Perfectionsim. It’s the antidote to happiness. It’s best friends with comparison. It’s all too common amongst both women & men. Most of my clients, but also many of my friends, spend their days striving for perfectionism.
I’m a recovering perfectionist. Just the other day I caught myself explaining that I’m not perfect at being imperfect – what a “perfect” oxymoron!! Old habits are hard to break & sometimes I find myself slumping back into modes where I’m striving for something that isn’t serving me, but for the most part I’m less concerned with this elusive thing we label “perfection”.
I’ve had countless people “admit” their perfectionist traits to me recently & I’ve noticed some common trends.
1. It seems to be something people are ashamed of but don’t know how to recover from.
2. It is deeply connected to comparison, particularly in a consumer society that spends so much time on social media.
3. It is closely intertwined with perception. Our perception of ourselves, our perception of others & even how we think others will perceive us!
Here’s the thing, I’ve realised lots of us are trying to be someone else’s idea of perfect. We’ve forgotten to focus on what aligns to our values & makes us happy partly because everywhere we look we’re told what will make us happy. In fact, Brene Brown has a wonderful differentiation between perfectionism & healthy striving – healthy striving is internally driven whereas perfectionism is driven by what other people will think of us.
From past experience I know that striving for perfect is exhausting, it inhibits our creativity & undermines our self-confidence. It’s also terrifying & difficult to overcome this addictive behaviour, but it can be done. My behaviour change has taken time & was driven by a need to overhaul my mindset in order to make a sustainable recovery from my adrenal fatigue. Mindfulness & meditation practices have played a a huge part in helping me to become aware of my behaviours but more so my thoughts, with a new level of consciousness. I also credit Brene Brown’s videos and books on perfectionism as a great help to understand what perfectionism is & how to start moving forward. I have re-focused on creativity & fun – cooking without recipes, arts & crafts, exercise with friends rather than so focussed on outcome, and so on. Lastly, self-compassion is absolutely critical & along with it compassion towards others. Until we give ourselves some slack & stop looking at what others are doing well or not so well (in our opinion) we can not truly stop caring what other people think of us.

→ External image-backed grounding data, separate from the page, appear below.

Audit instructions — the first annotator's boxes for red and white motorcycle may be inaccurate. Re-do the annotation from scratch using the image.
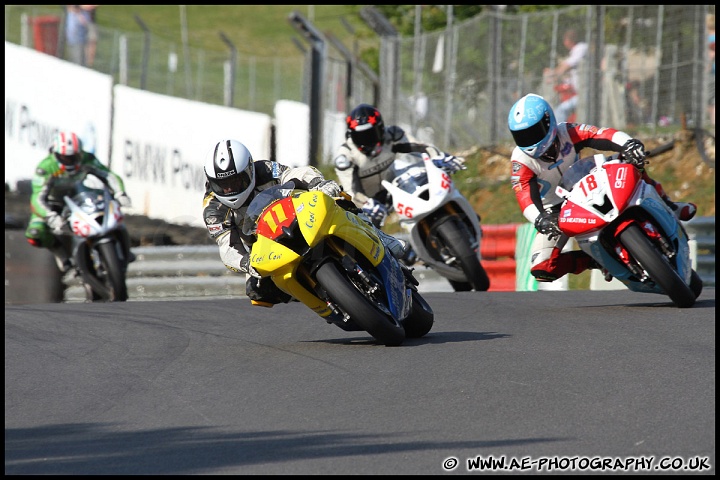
[382,152,490,291]
[555,152,702,308]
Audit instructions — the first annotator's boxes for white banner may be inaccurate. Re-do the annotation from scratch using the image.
[4,41,113,190]
[111,85,272,227]
[274,100,310,167]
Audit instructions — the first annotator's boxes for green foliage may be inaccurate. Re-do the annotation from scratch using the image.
[375,6,485,35]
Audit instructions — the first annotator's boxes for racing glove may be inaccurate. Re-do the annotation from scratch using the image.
[534,210,561,239]
[621,139,647,171]
[361,198,388,227]
[117,192,132,208]
[313,179,342,197]
[46,212,65,234]
[239,255,261,278]
[432,154,467,174]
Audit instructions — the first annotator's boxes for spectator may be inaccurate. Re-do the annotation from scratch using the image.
[707,13,715,126]
[65,5,89,66]
[544,29,588,123]
[81,5,99,67]
[625,80,649,127]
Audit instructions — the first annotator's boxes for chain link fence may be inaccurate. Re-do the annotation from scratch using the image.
[5,5,306,116]
[373,5,715,152]
[6,5,715,155]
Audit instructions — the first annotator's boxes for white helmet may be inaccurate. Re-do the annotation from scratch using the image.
[204,139,256,209]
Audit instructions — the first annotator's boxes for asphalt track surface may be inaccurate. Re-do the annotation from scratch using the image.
[5,289,715,475]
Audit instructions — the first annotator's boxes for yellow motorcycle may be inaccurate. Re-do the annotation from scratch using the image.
[243,182,434,346]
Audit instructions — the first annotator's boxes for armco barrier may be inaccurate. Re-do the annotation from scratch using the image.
[61,244,456,303]
[685,216,715,287]
[58,217,713,302]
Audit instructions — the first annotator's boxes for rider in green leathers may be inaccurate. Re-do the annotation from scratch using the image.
[25,130,133,273]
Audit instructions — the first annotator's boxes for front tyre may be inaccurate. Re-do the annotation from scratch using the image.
[436,219,490,291]
[619,224,695,308]
[76,241,128,302]
[316,261,405,346]
[98,242,128,301]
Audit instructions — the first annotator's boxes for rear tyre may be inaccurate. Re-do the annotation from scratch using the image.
[403,291,434,338]
[619,224,696,308]
[447,280,472,292]
[690,270,703,299]
[316,261,405,346]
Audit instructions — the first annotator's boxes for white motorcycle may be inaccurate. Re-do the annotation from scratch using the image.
[382,152,490,291]
[58,174,132,302]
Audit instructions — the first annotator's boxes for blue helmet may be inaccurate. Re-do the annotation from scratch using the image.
[507,94,557,160]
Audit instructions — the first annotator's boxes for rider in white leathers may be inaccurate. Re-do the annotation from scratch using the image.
[333,104,466,263]
[202,139,408,306]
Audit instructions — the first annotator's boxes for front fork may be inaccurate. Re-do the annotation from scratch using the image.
[612,220,676,281]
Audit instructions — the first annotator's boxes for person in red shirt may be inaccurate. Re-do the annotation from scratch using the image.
[507,93,697,282]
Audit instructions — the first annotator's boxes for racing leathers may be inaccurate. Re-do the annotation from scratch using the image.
[202,160,339,306]
[25,151,131,272]
[510,122,689,282]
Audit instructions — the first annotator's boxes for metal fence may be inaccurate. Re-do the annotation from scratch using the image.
[6,5,715,156]
[374,5,716,151]
[5,5,307,116]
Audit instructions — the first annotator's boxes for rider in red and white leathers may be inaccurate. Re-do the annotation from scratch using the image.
[508,93,697,282]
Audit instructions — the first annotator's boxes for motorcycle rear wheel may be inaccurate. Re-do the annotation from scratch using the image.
[436,219,490,291]
[690,270,703,299]
[315,261,406,346]
[619,224,696,308]
[403,291,434,338]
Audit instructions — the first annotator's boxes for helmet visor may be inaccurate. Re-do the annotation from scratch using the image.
[350,128,381,155]
[511,114,551,148]
[209,161,254,196]
[56,153,80,166]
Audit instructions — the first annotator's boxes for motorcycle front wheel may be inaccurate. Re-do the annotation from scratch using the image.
[436,218,490,291]
[315,261,406,346]
[76,241,128,302]
[619,224,695,308]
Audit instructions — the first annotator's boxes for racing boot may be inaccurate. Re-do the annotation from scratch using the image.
[358,212,411,260]
[400,246,418,266]
[650,179,697,221]
[588,258,613,282]
[375,229,410,260]
[666,200,697,222]
[48,242,72,275]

It’s a daily practice for me, some days it’s an hourly practice, but I can tell you my life is all the better for dropping other people’s expectations, saying no, admitting when I don’t know something or won’t meet a deadline & making decisions based on what aligns to my personal values rather than too often protecting other people’s thoughts & feelings. This practice does not mean letting people down or hurting others but it refocuses the intention on internal mindset rather than external opinions. If you feel like you’re weighed down by always trying to keep up appearance I strongly urge you to look at many of the wonderful resources on the internet – I’ve loaded one of Brene’s videos here, talk to a professional or close friends & start a mindfulness practice around self-compassion.
Embrace living a life where stuff gets done even if there’s colour outside the lines, creases in your shirt or you missed the bus & arrive a few minutes late. Don’t sweat the small stuff.